Hello. Previously, pdftools encoded the hieroglyphs in this format <U+52D9>, and now like this 零. How can I go back to the first format?
thanks for your question @Alex
any ideas on this @jeroenooms ?
Can you please include example code and an example pdf and specify when was previously? Which version number of pdftools/r/windows?
Code is simple:
txt <- pdf_text(path)
previous configuration:
ubuntu 16.04
R version 3.4.4 (2018-03-15)
Pdftools 1.8,
now:
Ubuntu 18.04.2 LTS
R version 3.4.4 (2018-03-15)
Pdftools 2.1
I installed previous versions of libraries, it did not help.

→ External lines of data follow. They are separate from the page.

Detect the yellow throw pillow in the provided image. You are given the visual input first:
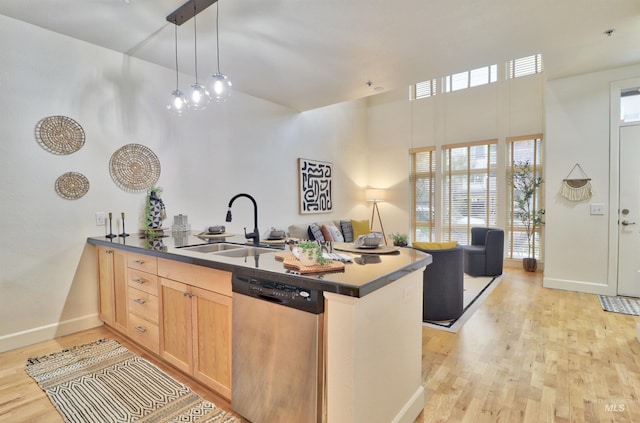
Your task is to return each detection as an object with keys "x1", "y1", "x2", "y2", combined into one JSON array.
[
  {"x1": 411, "y1": 241, "x2": 458, "y2": 250},
  {"x1": 351, "y1": 219, "x2": 371, "y2": 240}
]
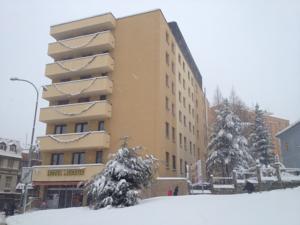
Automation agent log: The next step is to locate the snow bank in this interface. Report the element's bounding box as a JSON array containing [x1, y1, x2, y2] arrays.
[[7, 188, 300, 225]]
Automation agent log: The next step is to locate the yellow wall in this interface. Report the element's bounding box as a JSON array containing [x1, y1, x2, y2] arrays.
[[41, 10, 207, 183]]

Link on all files https://yadi.sk/d/gVPpSmpMzDyl2Q
I not found how attach it here.
I think the difference is in your locale, not the version of pdftools. R automatically escapes non-ascii strings when you are in C locale.
txt <- pdf_text(path)
print(txt[2)
And now try this:
Sys.setlocale(locale = "C")
print(txt[2)
However I would not recommend this. If you really want to get escape sequences you could use stringi:
stringi::stri_escape_unicode(x[2])
That should properly escape utf-8 characters on any locale.
Thank you. This Sys.setlocale(locale = “C”) help me.